20. That the said constructions are technically as per the provisions of the CRZ Notifications 1991 and EIA Notifications 2006.”

29. In the present proceedings also an affidavit dated 6.11.2017 is available, which affirms that SEIAA, Kerala was in place in 2013 and the project was a category ‘B’ project as per EIA notification of 2006, the appraisal was to be done at the State level by the SEIAA. The averments in para 17 are as under:

“17. It is submitted that SEIAAs/SEACs comprises of members who are well qualified and have requisite expertise in various sectors to examine, appraise the projects and recommend them for grant of Environmental Clearance imposing all suitable environmental conditions to ensure sustainable environmental management. The consideration of such projects at SEIAA/SEAC level is to decentralise the powers confined to the Union Government and to streamline and expedite the process of grant of Environmental Clearance to building construction projects in view of the growing demand of housing to all.”

30. On the conclusion of the hearing, when crystallised written synopsis had to be filed, an affidavit is sought to be slipped in by one Mr. Ritesh Kumar Singh, Joint Secretary of the MoEF, stating that this affidavit is in “continuation” of the earlier affidavit dated 6.11.2017 filed on 7.11.2017. For the first time, it is sought to be now pleaded that CRZ Notification, 1991, CRZ Notification, 2011 and EIA Notification, 2006 have been violated and that prior clearance under the Notifications before the commencement of construction activity was mandatory. It is also sought to be alleged that reclaimed water bodies and land falling under CRZ for housing projects is prohibited under CRZ Notification. The post construction environment clearance is stated to have been granted to the project by SEIAA without appraisal and recommendations of SEAC and in the absence of approval of KCZMA. This affidavit runs into paragraphs with annexures.

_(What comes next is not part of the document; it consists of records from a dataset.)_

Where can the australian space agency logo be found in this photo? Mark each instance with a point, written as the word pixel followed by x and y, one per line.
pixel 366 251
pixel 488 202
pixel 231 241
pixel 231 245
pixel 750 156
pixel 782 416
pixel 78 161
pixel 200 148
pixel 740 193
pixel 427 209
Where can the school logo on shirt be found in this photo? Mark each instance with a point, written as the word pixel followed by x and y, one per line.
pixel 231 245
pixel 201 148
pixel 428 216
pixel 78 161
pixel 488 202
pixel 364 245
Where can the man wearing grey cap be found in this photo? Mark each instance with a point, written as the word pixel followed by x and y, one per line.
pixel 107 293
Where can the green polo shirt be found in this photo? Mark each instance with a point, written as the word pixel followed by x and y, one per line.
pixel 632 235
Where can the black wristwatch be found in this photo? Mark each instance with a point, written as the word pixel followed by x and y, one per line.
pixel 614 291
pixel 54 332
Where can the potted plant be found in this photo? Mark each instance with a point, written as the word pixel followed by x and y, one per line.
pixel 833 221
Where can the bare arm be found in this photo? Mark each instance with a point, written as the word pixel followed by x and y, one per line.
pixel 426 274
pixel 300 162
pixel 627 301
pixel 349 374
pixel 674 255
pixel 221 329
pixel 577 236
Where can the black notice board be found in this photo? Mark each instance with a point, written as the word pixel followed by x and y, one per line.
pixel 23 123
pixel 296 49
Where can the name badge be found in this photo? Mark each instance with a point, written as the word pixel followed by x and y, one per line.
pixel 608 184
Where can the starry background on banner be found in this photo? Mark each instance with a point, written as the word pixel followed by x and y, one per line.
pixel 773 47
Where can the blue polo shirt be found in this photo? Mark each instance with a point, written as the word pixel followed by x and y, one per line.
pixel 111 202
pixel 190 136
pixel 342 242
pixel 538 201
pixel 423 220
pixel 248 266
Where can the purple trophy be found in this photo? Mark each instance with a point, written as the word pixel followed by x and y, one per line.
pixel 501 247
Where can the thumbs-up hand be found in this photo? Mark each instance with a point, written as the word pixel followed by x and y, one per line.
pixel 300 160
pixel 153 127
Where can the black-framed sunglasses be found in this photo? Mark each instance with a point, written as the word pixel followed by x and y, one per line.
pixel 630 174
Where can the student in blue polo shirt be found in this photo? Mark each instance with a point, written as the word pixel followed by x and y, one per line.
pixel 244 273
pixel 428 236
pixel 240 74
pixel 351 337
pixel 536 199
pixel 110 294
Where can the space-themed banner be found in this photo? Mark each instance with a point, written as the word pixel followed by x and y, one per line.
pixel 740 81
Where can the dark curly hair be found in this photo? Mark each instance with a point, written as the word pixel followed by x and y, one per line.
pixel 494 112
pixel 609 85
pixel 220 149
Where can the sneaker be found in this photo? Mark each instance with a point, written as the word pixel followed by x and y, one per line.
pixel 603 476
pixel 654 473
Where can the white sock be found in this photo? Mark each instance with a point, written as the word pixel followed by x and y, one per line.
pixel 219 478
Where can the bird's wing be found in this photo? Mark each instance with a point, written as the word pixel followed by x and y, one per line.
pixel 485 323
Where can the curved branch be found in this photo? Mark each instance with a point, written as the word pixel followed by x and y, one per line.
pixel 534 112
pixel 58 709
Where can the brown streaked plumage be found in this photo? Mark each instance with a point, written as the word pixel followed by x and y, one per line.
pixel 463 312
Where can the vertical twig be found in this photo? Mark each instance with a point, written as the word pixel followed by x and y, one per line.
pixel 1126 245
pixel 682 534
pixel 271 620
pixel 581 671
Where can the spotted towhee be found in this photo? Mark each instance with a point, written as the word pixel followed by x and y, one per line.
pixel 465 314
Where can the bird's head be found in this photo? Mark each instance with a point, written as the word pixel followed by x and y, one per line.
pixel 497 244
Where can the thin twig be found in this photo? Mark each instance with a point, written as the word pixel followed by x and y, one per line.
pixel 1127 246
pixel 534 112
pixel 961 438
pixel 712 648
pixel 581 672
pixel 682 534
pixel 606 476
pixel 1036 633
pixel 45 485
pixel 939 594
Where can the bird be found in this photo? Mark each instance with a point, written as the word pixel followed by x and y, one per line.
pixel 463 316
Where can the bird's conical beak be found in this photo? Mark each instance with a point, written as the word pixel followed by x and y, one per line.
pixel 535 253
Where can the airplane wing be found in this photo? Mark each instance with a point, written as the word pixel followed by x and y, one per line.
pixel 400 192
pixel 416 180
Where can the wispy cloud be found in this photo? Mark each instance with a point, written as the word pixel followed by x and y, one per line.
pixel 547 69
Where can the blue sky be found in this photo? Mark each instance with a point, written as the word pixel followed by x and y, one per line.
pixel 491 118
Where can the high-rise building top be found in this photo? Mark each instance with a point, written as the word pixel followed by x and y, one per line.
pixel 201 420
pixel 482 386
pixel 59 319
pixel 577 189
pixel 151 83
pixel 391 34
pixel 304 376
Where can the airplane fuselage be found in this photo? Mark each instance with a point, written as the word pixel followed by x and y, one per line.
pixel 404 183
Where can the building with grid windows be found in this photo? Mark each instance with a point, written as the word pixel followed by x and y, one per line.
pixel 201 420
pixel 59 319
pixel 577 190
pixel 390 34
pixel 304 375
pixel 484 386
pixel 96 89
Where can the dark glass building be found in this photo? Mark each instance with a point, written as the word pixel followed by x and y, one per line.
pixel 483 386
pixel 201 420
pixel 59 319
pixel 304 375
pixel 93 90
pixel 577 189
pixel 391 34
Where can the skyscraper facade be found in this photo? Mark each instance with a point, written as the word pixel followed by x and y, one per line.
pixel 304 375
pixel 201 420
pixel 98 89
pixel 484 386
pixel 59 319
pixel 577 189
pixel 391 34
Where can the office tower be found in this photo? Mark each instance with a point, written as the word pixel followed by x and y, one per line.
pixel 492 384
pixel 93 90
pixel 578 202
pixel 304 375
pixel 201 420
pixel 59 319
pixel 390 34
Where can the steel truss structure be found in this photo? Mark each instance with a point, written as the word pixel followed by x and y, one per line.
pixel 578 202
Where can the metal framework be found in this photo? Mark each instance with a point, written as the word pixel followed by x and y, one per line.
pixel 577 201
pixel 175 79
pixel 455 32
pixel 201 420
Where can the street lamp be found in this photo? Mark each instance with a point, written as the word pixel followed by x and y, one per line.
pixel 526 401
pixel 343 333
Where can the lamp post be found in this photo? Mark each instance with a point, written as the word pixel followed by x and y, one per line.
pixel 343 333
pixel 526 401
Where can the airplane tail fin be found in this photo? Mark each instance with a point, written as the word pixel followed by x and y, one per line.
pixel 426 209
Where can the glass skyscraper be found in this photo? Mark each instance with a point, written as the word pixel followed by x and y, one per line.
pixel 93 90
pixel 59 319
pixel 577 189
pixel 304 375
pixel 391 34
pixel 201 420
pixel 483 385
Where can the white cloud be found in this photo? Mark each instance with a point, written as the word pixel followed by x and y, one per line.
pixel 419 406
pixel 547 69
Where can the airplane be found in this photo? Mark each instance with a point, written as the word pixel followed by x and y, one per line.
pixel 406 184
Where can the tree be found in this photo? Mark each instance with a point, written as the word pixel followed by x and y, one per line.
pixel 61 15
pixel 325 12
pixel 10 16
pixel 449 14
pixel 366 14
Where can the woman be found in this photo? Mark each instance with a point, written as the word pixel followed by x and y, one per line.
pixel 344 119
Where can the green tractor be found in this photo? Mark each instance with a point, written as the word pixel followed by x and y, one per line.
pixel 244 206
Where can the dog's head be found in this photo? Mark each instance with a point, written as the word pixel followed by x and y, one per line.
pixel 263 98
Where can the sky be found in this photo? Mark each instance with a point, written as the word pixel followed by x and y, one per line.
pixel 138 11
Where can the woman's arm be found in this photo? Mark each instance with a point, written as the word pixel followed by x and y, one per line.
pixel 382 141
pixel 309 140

31. We fail to appreciate the contradictory stands of the authority and the endeavour to set up a different case after the conclusion of the hearing. Such conduct is unacceptable. DLF’s stand:

32. DLF has sought to emphasise that while an entrepreneur is obliged to obtain all the requisite permissions, there is also a corresponding obligation on the Regulatory Authorities to facilitate informed decisions and compliances by the entrepreneur. DLF is stated to have obtained all the requisite permissions for construction of the site from various authorities including the Municipal Authorities. The issue pertains only to the environment clearance and the CRZ on which aspects there have been varying stands by different authorities and also changing stands of the same authority.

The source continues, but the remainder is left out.